There are all sorts of reasons individuals choose to sell businesses. However, the true factor vs the one they tell you may be 2 entirely different things. For instance, they might state "I have a lot of various responsibilities" or "I am retiring". For numerous sellers, these reasons stand. But also, for some, these may just be justifications to try to conceal the reality of altering demographics, increased competitors, recent reduction in revenues, or a range of various other factors. This is why it is very essential that you not count entirely on a seller's word, yet instead, make use of the vendor's response along with your total due diligence. This will paint a much more practical image of the business's present scenario.
Existing Debts and Future Obligations
If the existing entity is in debt, which many companies are, then you will certainly need to consider this when valuating/preparing your deal. Lots of operating businesses take out loans so as to cover points such as stock, payroll, accounts payable, and so on. Keep in mind that sometimes this can suggest that profit margins are too tight. Lots of organisations fall into a revolving door of taking on debt as a way to pay back other loans. In addition to debts, there may also be future obligations to think about. There may be an outstanding lease on equipment or the structure where the business resides. The business may have existing agreements with vendors that need to be satisfied or might result in fines if canceled early.

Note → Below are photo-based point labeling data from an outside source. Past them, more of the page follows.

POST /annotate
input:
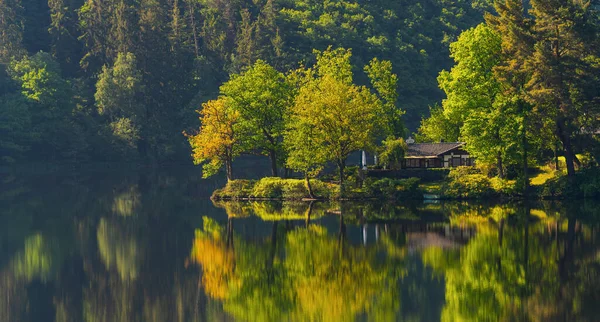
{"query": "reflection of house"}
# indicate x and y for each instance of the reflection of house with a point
(436, 155)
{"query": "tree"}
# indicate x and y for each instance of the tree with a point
(438, 127)
(474, 98)
(385, 82)
(564, 68)
(301, 152)
(261, 96)
(217, 143)
(393, 152)
(517, 47)
(11, 31)
(50, 97)
(118, 94)
(342, 117)
(15, 128)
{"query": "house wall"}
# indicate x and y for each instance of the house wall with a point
(457, 159)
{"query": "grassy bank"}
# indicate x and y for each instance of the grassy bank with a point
(461, 183)
(295, 189)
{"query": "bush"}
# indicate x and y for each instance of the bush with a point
(462, 171)
(277, 188)
(234, 189)
(468, 187)
(504, 187)
(326, 190)
(585, 184)
(270, 187)
(388, 188)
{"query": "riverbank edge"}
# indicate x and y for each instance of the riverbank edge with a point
(585, 184)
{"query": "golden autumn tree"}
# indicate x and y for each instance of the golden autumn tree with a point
(216, 144)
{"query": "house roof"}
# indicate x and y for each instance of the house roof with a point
(428, 150)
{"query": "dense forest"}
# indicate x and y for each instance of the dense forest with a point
(89, 80)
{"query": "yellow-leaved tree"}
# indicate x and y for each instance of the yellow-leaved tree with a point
(332, 117)
(216, 144)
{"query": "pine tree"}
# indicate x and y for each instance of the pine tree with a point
(514, 29)
(562, 66)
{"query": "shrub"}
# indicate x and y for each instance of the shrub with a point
(504, 187)
(388, 188)
(585, 184)
(468, 186)
(462, 171)
(269, 187)
(326, 190)
(234, 189)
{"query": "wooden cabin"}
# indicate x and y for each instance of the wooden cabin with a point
(436, 155)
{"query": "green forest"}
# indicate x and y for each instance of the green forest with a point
(125, 81)
(120, 80)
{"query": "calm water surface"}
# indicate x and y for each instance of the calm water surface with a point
(151, 246)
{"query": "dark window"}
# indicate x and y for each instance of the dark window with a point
(456, 161)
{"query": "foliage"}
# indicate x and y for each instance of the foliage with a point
(468, 187)
(385, 82)
(217, 143)
(260, 95)
(234, 189)
(396, 189)
(393, 151)
(332, 113)
(279, 188)
(585, 184)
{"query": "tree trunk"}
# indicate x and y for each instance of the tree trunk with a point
(525, 147)
(567, 148)
(341, 167)
(309, 187)
(273, 157)
(556, 163)
(229, 170)
(499, 165)
(309, 212)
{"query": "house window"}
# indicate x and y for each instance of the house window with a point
(456, 161)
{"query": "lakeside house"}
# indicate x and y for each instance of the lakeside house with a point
(436, 155)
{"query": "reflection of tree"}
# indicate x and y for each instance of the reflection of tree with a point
(211, 250)
(317, 277)
(336, 282)
(269, 211)
(35, 261)
(512, 271)
(118, 249)
(126, 202)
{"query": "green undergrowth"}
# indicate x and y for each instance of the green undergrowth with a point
(295, 189)
(470, 183)
(462, 183)
(584, 184)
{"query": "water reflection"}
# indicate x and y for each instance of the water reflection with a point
(152, 247)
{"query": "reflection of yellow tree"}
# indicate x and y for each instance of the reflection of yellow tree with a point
(492, 277)
(320, 278)
(334, 282)
(126, 202)
(118, 249)
(35, 261)
(273, 211)
(211, 251)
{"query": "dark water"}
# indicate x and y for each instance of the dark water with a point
(150, 246)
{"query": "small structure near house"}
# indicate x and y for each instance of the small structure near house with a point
(436, 155)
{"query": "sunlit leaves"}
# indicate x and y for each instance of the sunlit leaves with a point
(217, 143)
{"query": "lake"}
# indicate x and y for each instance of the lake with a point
(150, 246)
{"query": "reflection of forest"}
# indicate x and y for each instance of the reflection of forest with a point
(120, 251)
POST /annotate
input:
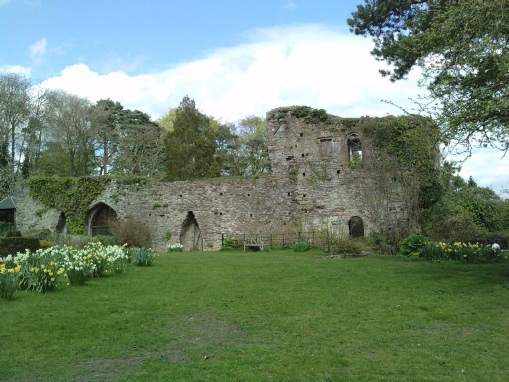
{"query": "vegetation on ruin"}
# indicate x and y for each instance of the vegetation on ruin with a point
(413, 142)
(278, 315)
(72, 196)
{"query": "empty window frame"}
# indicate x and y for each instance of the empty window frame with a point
(354, 150)
(326, 147)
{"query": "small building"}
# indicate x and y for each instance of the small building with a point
(7, 214)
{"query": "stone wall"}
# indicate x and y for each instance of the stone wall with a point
(312, 186)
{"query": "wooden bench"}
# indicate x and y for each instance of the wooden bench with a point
(256, 242)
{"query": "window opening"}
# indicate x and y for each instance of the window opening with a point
(354, 151)
(326, 147)
(356, 227)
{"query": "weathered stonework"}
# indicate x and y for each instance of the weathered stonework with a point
(313, 184)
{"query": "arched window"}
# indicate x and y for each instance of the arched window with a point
(354, 151)
(356, 227)
(62, 224)
(190, 236)
(99, 218)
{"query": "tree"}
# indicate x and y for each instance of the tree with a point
(463, 48)
(253, 131)
(107, 119)
(71, 137)
(15, 102)
(141, 145)
(191, 146)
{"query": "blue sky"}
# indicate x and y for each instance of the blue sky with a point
(233, 57)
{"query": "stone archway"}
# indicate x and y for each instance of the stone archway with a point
(61, 226)
(190, 236)
(99, 218)
(356, 227)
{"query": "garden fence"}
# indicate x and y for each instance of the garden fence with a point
(320, 239)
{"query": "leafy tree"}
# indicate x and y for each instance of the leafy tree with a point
(253, 131)
(191, 146)
(107, 119)
(463, 48)
(167, 120)
(15, 104)
(140, 145)
(71, 137)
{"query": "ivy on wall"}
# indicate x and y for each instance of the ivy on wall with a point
(72, 196)
(413, 141)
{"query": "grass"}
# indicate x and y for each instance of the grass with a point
(278, 316)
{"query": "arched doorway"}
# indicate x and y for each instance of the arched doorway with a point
(61, 224)
(356, 226)
(99, 218)
(190, 236)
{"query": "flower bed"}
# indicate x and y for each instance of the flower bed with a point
(42, 270)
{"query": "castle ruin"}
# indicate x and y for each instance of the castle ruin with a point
(324, 177)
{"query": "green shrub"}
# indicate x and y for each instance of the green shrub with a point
(13, 233)
(412, 245)
(75, 241)
(104, 239)
(230, 245)
(464, 252)
(39, 271)
(13, 245)
(133, 232)
(302, 246)
(141, 257)
(175, 248)
(8, 281)
(346, 247)
(44, 244)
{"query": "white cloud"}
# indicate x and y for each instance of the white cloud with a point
(289, 5)
(15, 69)
(488, 167)
(38, 48)
(301, 65)
(311, 65)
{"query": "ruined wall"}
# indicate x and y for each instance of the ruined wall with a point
(312, 184)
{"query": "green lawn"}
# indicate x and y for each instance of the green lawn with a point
(265, 316)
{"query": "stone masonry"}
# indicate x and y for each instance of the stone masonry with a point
(322, 177)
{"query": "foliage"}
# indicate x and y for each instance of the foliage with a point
(141, 148)
(8, 281)
(242, 149)
(141, 257)
(131, 232)
(462, 48)
(302, 246)
(465, 214)
(76, 241)
(464, 252)
(346, 247)
(12, 245)
(70, 147)
(175, 248)
(413, 245)
(13, 233)
(230, 244)
(15, 108)
(104, 239)
(190, 147)
(368, 319)
(413, 141)
(38, 271)
(72, 196)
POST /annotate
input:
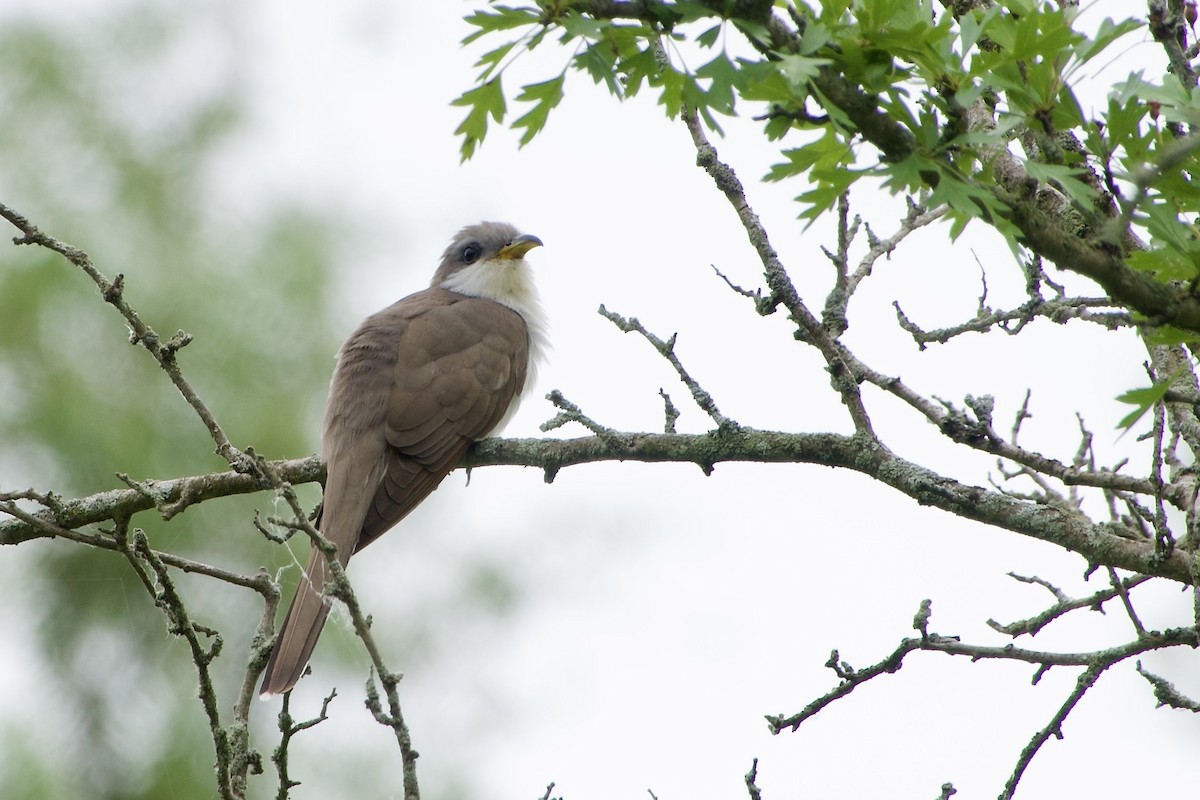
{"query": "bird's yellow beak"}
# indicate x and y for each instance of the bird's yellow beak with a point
(520, 246)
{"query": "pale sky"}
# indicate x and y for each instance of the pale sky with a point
(659, 614)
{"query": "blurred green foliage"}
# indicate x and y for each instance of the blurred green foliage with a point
(115, 126)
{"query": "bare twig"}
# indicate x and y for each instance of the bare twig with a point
(666, 349)
(288, 728)
(139, 332)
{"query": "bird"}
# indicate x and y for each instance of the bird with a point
(413, 388)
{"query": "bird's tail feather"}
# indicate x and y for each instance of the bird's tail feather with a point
(301, 627)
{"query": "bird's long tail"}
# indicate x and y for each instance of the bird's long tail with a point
(301, 627)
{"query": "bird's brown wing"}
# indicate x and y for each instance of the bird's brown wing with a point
(414, 386)
(461, 367)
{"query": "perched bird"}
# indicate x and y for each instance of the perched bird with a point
(414, 386)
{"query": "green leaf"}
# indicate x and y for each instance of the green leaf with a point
(1063, 178)
(499, 18)
(709, 36)
(1170, 336)
(1165, 263)
(484, 100)
(721, 74)
(1145, 398)
(491, 60)
(545, 96)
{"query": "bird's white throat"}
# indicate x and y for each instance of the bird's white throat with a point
(509, 282)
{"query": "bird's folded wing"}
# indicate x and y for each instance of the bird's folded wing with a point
(461, 365)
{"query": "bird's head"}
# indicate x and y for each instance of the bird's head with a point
(484, 258)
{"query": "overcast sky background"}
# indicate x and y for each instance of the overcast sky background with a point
(657, 615)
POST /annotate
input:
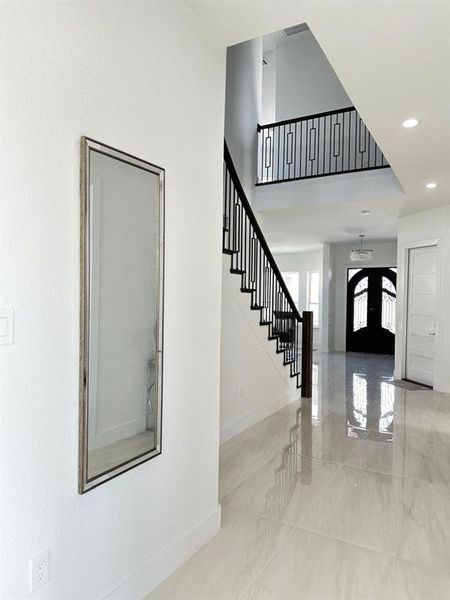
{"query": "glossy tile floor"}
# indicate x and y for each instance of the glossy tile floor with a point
(345, 496)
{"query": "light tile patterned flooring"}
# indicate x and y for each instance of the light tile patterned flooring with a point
(346, 496)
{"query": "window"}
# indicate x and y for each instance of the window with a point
(388, 305)
(291, 279)
(360, 304)
(313, 291)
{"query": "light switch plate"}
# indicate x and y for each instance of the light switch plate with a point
(6, 325)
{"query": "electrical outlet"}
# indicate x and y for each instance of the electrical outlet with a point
(38, 571)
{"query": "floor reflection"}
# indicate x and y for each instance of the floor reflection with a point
(314, 507)
(370, 398)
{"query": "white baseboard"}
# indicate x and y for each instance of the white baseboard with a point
(236, 427)
(140, 583)
(442, 386)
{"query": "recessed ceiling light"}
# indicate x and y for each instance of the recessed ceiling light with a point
(410, 123)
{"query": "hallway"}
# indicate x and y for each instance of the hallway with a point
(347, 497)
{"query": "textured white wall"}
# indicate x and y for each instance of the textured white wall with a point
(433, 226)
(243, 108)
(306, 82)
(385, 255)
(253, 381)
(145, 78)
(302, 262)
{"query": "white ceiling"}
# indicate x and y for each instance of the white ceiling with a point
(393, 59)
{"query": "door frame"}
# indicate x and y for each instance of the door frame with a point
(348, 325)
(402, 301)
(363, 266)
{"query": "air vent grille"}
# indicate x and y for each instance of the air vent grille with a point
(296, 29)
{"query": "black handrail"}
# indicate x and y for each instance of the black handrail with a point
(306, 117)
(318, 145)
(262, 240)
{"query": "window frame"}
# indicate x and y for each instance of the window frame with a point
(309, 304)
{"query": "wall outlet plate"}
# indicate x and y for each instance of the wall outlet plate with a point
(38, 571)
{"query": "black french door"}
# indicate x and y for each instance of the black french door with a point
(371, 299)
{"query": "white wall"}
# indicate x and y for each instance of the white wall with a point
(306, 82)
(428, 226)
(253, 381)
(325, 299)
(269, 85)
(385, 255)
(144, 78)
(243, 108)
(302, 262)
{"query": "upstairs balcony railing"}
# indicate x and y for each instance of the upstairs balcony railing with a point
(317, 145)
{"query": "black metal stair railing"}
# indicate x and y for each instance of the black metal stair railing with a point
(253, 261)
(317, 145)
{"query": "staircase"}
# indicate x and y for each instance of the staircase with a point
(252, 260)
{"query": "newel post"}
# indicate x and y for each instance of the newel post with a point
(307, 350)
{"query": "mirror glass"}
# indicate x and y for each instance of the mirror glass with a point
(121, 306)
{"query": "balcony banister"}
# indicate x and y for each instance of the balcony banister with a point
(317, 145)
(306, 117)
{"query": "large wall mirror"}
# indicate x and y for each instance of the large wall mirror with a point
(122, 245)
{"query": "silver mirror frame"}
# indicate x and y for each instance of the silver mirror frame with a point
(84, 482)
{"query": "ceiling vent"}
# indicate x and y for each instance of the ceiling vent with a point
(295, 29)
(361, 254)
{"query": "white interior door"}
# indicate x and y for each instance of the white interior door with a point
(421, 320)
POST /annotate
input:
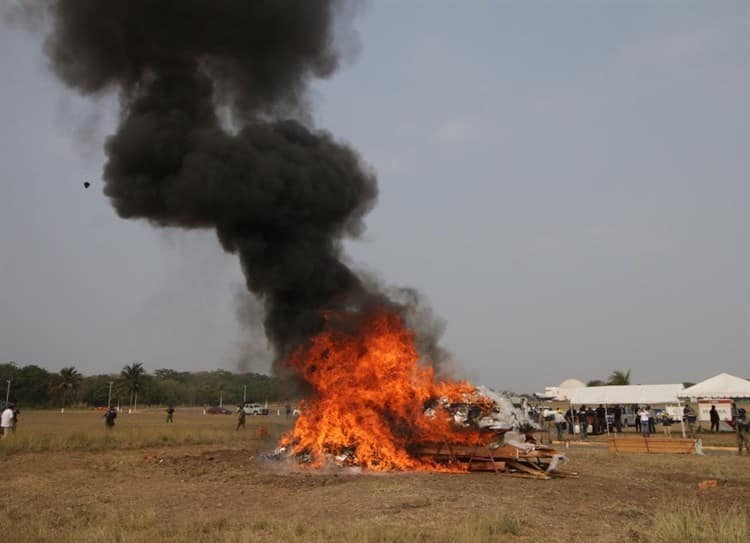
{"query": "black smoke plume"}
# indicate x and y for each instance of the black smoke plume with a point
(207, 138)
(278, 194)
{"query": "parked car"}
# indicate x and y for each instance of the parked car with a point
(255, 409)
(218, 410)
(627, 418)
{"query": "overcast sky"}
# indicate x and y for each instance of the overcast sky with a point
(566, 182)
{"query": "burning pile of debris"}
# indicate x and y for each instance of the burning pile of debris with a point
(377, 407)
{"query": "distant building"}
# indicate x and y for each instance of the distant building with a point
(563, 392)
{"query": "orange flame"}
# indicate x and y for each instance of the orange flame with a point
(370, 397)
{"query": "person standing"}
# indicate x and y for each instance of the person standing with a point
(570, 417)
(240, 418)
(582, 421)
(559, 424)
(601, 419)
(666, 424)
(618, 418)
(16, 412)
(109, 418)
(644, 415)
(741, 429)
(6, 420)
(714, 416)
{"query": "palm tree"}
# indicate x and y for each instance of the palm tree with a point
(133, 375)
(620, 377)
(71, 381)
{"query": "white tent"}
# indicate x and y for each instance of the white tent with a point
(628, 394)
(719, 386)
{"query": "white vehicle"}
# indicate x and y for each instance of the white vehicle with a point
(255, 409)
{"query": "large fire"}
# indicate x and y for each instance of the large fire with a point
(373, 399)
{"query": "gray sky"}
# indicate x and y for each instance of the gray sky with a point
(567, 183)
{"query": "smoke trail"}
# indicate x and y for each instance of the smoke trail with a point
(279, 195)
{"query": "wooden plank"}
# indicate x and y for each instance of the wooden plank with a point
(487, 466)
(651, 445)
(521, 466)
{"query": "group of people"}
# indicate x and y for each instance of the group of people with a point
(587, 419)
(742, 428)
(9, 419)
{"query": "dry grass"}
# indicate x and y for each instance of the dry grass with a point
(698, 522)
(49, 431)
(68, 479)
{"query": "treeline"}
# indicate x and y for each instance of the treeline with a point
(33, 386)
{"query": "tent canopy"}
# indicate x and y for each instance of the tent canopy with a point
(628, 394)
(719, 386)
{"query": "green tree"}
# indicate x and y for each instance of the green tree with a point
(70, 381)
(133, 375)
(619, 377)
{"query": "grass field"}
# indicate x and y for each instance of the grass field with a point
(198, 480)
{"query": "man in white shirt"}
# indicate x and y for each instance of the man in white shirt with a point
(6, 420)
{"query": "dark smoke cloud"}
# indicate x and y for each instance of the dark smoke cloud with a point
(278, 194)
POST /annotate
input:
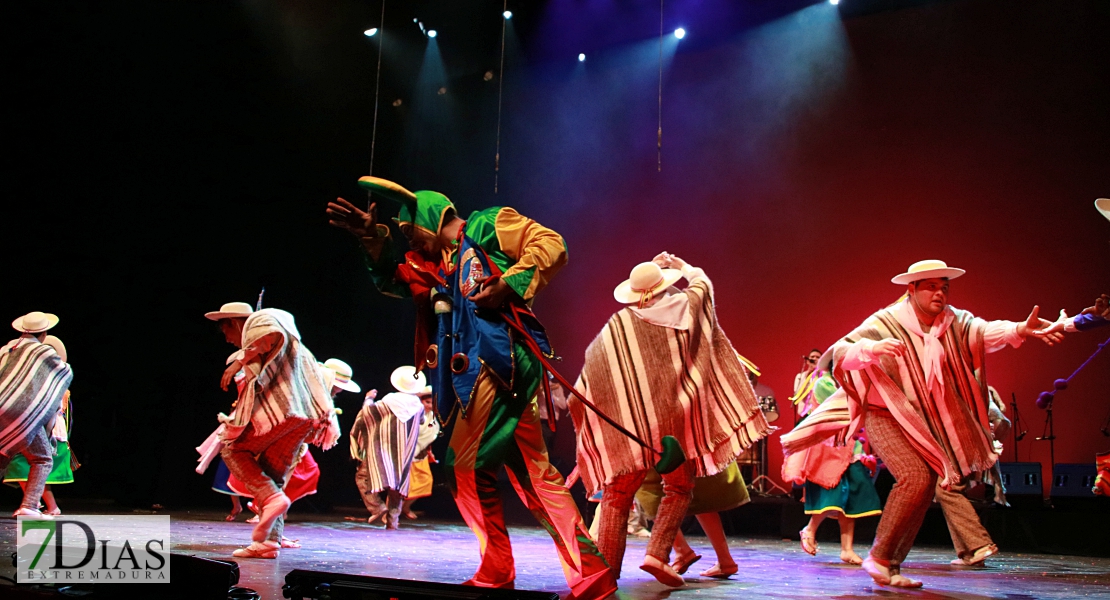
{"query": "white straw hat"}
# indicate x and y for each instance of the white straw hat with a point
(58, 346)
(645, 280)
(232, 309)
(927, 270)
(34, 323)
(406, 380)
(343, 374)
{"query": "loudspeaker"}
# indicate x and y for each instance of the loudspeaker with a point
(1021, 478)
(301, 585)
(1073, 480)
(191, 578)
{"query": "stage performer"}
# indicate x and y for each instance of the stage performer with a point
(64, 461)
(837, 479)
(33, 380)
(914, 374)
(467, 277)
(663, 367)
(421, 475)
(383, 440)
(281, 405)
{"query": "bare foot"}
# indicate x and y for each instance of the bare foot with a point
(850, 557)
(902, 581)
(808, 542)
(878, 571)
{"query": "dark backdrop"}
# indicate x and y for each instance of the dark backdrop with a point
(165, 158)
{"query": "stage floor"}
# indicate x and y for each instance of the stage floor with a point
(447, 552)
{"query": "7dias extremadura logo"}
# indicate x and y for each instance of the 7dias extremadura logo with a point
(115, 548)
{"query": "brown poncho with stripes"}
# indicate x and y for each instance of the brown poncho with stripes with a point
(665, 382)
(950, 430)
(386, 444)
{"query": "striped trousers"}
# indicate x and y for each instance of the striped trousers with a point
(502, 428)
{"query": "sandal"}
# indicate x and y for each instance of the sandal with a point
(683, 563)
(976, 558)
(808, 542)
(720, 572)
(662, 572)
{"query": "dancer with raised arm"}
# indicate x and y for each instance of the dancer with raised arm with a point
(465, 276)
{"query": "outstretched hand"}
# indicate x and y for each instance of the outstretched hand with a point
(1056, 327)
(492, 294)
(1035, 325)
(345, 215)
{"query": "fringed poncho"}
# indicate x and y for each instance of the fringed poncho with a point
(659, 380)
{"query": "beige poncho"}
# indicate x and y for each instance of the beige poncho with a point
(662, 380)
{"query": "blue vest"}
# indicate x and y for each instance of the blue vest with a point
(470, 337)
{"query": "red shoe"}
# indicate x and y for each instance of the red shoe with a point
(595, 587)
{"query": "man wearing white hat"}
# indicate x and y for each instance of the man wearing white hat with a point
(282, 404)
(36, 378)
(914, 376)
(663, 367)
(383, 440)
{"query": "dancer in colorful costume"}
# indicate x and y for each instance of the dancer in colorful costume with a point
(914, 375)
(281, 405)
(421, 475)
(33, 380)
(383, 440)
(64, 463)
(466, 277)
(663, 367)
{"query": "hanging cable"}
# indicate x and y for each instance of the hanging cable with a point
(377, 82)
(659, 131)
(501, 87)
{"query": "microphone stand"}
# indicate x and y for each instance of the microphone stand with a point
(1049, 435)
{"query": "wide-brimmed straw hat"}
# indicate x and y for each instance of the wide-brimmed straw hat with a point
(58, 346)
(232, 309)
(646, 280)
(34, 323)
(927, 270)
(343, 374)
(406, 380)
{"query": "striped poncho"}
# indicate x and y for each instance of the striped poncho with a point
(659, 380)
(385, 443)
(283, 384)
(33, 379)
(950, 430)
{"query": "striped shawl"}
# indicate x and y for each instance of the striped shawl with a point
(664, 382)
(33, 379)
(951, 431)
(387, 446)
(285, 384)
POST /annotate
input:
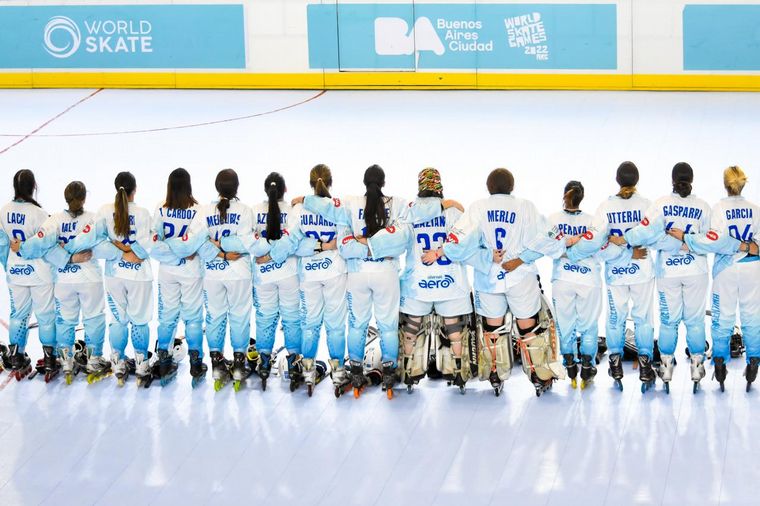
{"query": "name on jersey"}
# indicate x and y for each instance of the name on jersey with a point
(624, 217)
(315, 220)
(568, 229)
(439, 222)
(682, 212)
(261, 218)
(180, 214)
(500, 216)
(739, 214)
(214, 220)
(16, 218)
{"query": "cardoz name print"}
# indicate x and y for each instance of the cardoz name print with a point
(455, 36)
(122, 36)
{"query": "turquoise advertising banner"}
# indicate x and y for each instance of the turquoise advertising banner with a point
(122, 36)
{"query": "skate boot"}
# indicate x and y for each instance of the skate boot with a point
(389, 378)
(50, 362)
(750, 373)
(572, 368)
(339, 375)
(120, 368)
(97, 369)
(646, 373)
(697, 370)
(21, 364)
(220, 370)
(309, 370)
(265, 368)
(295, 371)
(197, 368)
(67, 364)
(143, 371)
(358, 379)
(458, 380)
(240, 370)
(167, 367)
(588, 370)
(720, 372)
(665, 371)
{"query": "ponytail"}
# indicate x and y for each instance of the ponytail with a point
(274, 186)
(226, 185)
(627, 177)
(25, 186)
(75, 195)
(574, 193)
(374, 210)
(683, 176)
(125, 187)
(320, 178)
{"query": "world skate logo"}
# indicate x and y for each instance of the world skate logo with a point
(581, 269)
(622, 271)
(680, 260)
(67, 37)
(70, 269)
(444, 282)
(21, 270)
(393, 37)
(319, 265)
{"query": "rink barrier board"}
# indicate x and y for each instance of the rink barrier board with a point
(380, 80)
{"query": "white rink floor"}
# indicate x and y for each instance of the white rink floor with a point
(102, 445)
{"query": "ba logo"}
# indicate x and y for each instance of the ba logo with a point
(581, 269)
(21, 270)
(271, 266)
(66, 34)
(622, 271)
(316, 266)
(680, 260)
(443, 282)
(393, 37)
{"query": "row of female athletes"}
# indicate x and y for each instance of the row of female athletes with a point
(320, 260)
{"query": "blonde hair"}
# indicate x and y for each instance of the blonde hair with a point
(734, 180)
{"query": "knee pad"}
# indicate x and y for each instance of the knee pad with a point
(414, 366)
(495, 353)
(539, 353)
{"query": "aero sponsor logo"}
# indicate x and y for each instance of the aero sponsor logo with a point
(66, 33)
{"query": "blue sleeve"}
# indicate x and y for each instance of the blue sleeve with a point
(390, 241)
(331, 209)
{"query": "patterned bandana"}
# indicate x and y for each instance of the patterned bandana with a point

Understanding the Customer Base, Competition and Area Demographics
Exactly how do businesses in the location bring in brand-new consumers? Most times, businesses have repeat clients, which form the core of their daily earnings. Specific factors such as brand-new competitors sprouting up around the area, roadway building and construction, as well as staff turnover can influence repeat clients and also adversely impact future incomes. One essential point to think about is the location of the business. Is it in a highly trafficked shopping mall, or is it concealed from the highway? Certainly, the more people that see the business on a regular basis, the greater the possibility to build a returning client base. A last idea is the general area demographics. Is the business placed in a densely populated city, or is it situated on the outskirts of town? Exactly how might the local mean home earnings impact future income prospects?